Since there are standard conditions of temperature and pressure, that means it follows the Avogadro’s law which states that 1 mol each atom, element or the compound contains the Avogadro’s number of molecules i.e. $\text{6}\text{.023}\times {{10}^{23}}$ at standard conditions of 1atm pressure and 25$^{\circ }\text{C}$ temperature and each atom, element or the compound occupies the volume of 22.4 L at that standard conditions of temperature and pressure.
Now, consider the (i) part, we know that;
1mole of each gas(i.e. Both $\text{S}{{\text{O}}_{2}}$and ${{\text{O}}_{2}}$)at STP occupies= 22.4L
Since, we know that the gas taken is 1 litre(given), then;
1 L of each gas(i.e. Both $\text{S}{{\text{O}}_{2}}$and ${{\text{O}}_{2}}$)at STP occupies=$\dfrac{1}{22.4}$ L
$\text{6}\text{.023}\times {{10}^{23}}$molecules each gas(i.e.
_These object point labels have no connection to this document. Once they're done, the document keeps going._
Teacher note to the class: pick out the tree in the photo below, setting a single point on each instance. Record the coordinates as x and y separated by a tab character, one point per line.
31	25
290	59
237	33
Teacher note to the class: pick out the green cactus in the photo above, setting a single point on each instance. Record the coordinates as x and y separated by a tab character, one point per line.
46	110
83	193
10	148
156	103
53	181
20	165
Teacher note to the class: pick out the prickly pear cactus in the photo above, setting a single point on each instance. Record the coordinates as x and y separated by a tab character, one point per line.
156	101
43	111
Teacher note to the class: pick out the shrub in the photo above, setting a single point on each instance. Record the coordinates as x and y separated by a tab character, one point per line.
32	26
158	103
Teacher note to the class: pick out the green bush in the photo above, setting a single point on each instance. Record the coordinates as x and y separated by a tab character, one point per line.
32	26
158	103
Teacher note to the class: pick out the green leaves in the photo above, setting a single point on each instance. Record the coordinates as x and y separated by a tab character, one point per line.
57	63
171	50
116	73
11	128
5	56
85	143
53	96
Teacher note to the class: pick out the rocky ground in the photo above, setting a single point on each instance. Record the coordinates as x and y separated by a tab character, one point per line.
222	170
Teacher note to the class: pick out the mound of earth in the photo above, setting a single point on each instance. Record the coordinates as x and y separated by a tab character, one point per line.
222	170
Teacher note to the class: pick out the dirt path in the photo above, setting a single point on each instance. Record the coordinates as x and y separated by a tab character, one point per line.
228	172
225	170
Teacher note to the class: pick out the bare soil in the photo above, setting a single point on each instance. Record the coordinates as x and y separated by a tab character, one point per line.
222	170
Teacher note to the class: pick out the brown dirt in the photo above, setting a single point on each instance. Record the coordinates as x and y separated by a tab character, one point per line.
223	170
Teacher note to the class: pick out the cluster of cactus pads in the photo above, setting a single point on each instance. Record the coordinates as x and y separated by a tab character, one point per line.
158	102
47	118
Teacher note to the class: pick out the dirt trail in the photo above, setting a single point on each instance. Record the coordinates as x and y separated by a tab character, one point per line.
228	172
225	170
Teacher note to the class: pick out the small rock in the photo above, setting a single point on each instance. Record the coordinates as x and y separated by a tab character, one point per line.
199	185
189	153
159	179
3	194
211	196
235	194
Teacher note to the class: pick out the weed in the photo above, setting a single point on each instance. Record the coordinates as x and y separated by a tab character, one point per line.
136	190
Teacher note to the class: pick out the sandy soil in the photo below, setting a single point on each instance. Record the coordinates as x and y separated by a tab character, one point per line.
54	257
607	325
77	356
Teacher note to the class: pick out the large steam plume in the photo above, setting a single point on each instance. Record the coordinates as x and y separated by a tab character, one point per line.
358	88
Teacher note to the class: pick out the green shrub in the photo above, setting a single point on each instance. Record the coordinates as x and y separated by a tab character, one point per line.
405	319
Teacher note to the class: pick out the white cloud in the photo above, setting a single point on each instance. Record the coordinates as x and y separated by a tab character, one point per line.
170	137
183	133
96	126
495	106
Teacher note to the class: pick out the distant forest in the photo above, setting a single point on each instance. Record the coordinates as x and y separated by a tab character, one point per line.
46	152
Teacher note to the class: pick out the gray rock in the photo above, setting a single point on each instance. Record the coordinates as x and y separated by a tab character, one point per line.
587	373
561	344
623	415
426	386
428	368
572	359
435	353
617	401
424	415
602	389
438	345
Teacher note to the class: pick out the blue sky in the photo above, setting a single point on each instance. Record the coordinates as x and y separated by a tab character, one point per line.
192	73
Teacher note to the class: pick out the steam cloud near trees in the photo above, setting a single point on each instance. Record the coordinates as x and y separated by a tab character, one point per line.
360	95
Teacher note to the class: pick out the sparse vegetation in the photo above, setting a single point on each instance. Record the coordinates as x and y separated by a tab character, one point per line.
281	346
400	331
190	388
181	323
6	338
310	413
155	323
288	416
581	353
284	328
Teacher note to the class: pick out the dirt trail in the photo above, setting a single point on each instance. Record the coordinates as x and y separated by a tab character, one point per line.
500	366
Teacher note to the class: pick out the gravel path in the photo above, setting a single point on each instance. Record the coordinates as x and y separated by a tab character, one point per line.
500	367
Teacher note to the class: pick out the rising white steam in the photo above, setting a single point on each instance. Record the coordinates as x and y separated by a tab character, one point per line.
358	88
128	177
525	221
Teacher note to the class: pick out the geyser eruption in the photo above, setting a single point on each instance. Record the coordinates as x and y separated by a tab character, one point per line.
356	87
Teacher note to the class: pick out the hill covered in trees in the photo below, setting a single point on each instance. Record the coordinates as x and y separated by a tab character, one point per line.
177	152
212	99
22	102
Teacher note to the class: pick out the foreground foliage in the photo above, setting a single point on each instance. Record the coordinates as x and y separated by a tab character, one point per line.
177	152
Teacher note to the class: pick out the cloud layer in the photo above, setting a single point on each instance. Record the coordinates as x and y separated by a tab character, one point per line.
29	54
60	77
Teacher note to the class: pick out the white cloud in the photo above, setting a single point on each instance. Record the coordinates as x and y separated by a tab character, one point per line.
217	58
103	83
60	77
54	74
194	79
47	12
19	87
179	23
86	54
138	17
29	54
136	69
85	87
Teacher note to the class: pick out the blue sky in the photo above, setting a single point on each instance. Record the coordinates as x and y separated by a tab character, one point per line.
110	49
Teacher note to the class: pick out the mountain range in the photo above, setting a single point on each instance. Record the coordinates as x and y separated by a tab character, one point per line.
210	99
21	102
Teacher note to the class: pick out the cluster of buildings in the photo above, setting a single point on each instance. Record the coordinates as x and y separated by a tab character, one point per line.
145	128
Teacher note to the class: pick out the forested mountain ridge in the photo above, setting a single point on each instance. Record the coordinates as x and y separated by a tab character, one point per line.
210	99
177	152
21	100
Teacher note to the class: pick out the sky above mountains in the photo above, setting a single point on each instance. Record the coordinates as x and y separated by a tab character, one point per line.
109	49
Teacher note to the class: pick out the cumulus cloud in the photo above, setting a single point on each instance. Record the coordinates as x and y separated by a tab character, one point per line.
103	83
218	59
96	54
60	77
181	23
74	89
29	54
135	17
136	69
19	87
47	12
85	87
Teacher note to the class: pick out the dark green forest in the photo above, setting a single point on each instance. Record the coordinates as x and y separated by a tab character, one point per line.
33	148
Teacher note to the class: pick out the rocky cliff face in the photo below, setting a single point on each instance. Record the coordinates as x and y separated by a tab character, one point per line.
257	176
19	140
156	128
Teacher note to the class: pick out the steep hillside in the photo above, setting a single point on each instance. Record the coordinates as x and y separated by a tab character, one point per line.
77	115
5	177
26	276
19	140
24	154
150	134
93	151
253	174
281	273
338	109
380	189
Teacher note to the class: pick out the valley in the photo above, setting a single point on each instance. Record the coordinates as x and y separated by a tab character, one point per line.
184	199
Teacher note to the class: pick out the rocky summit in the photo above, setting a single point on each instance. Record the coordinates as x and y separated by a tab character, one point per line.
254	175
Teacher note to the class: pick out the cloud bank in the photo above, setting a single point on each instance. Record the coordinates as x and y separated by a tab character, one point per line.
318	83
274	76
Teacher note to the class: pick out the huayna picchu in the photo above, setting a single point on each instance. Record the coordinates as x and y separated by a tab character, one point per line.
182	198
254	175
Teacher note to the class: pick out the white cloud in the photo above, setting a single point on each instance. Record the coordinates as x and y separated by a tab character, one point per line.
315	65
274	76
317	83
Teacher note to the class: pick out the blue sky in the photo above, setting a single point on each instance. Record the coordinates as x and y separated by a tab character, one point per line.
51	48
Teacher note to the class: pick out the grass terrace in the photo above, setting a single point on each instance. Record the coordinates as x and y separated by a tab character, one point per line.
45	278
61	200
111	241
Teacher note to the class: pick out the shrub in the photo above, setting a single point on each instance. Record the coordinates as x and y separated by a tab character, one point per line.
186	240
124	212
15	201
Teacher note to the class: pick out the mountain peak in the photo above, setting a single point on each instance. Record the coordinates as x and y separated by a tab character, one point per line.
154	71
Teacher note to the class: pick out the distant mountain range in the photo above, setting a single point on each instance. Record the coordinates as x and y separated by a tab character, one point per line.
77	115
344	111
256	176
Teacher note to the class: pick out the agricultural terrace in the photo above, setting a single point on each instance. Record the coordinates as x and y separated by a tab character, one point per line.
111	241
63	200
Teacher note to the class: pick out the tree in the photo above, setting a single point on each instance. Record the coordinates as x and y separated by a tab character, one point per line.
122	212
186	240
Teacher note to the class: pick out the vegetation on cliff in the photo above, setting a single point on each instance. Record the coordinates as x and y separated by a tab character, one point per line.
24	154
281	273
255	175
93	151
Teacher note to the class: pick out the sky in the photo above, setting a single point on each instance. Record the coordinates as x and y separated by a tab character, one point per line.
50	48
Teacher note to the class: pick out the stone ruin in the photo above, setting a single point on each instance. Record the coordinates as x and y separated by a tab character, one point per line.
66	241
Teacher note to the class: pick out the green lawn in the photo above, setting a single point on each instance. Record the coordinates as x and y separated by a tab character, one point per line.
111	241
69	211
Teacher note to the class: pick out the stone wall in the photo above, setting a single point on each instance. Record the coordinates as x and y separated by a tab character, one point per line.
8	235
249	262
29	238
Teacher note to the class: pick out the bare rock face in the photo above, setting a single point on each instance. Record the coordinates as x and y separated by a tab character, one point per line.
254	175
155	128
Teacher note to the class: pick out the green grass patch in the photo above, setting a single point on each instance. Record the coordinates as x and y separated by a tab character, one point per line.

Both $\text{S}{{\text{O}}_{2}}$and ${{\text{O}}_{2}}$)at STP occupies=$\dfrac{\text{6}\text{.023}\times {{10}^{23}}}{22.4}$L
= 0.2688$\times {{10}^{23}}$L
= 2.68$\times {{10}^{22}}$L
(ii) we know that,
22.4 L of gas${{\text{O}}_{2}}$contains = $\text{6}\text{.023}\times {{10}^{23}}$ molecules at STP
1 L of gas ${{\text{O}}_{2}}$will contain=$\dfrac{\text{6}\text{.023}\times {{10}^{23}}}{22.4}$molecules at STP
= 0.2688$\times {{10}^{23}}$ molecules at STP
= 2.68$\times {{10}^{22}}$ molecules at STP
So, now 2.68$\times {{10}^{22}}$ molecules of ${{\text{O}}_{2}}$ at STP has= 1.43 g of mass of ${{\text{O}}_{2}}$
1 molecule at STP has =$\dfrac{1.43}{2.68~\times {{10}^{22}}}$g of mass of ${{\text{O}}_{2}}$
= 5.32 $\times {{10}^{-22}}$g of mass of ${{\text{O}}_{2}}$
Similarly, 22.4 L of gas$\text{S}{{\text{O}}_{2}}$contains = $\text{6}\text{.023}\times {{10}^{23}}$ molecules at STP
1 L of gas $\text{S}{{\text{O}}_{2}}$will contain=$\dfrac{\text{6}\text{.023}\times {{10}^{23}}}{22.4}$molecules at STP
 = 0.2688$\times {{10}^{23}}$ molecules at STP
 = 2.68$\times {{10}^{22}}$ molecules at STP
So, now 2.68$\times {{10}^{22}}$ molecules of $\text{S}{{\text{O}}_{2}}$ at STP has= 2.857 g of mass of $\text{S}{{\text{O}}_{2}}$
1 molecule at STP has =$\dfrac{2.857}{2.68~\times {{10}^{22}}}$g of mass of $\text{S}{{\text{O}}_{2}}$
= 1.06 $\times {{10}^{-22}}$g of mass of $\text{S}{{\text{O}}_{2}}$
 (iii) as we know that,
1L of ${{\text{O}}_{2}}$at STP contains= 1.43 g of ${{\text{O}}_{2}}$ (given)
22.4L of ${{\text{O}}_{2}}$at STP will contains= 1.43×22.4 g of ${{\text{O}}_{2}}$
= 32 g of ${{\text{O}}_{2}}$
Similarly, 1L of $\text{S}{{\text{O}}_{2}}$at STP contains= 2.857 g of $\text{S}{{\text{O}}_{2}}$ (given)
22.4L of ${{\text{O}}_{2}}$at STP will contains= 2.857×22.4 g of $\text{S}{{\text{O}}_{2}}$
= 64 g of $\text{S}{{\text{O}}_{2}}$

Note: Avogadro’s law is applicable only at the conditions of standard temperature and pressure and if the pressure and temperature are constant , then on increasing the amount of the gas, its volume also increases and vice-versa.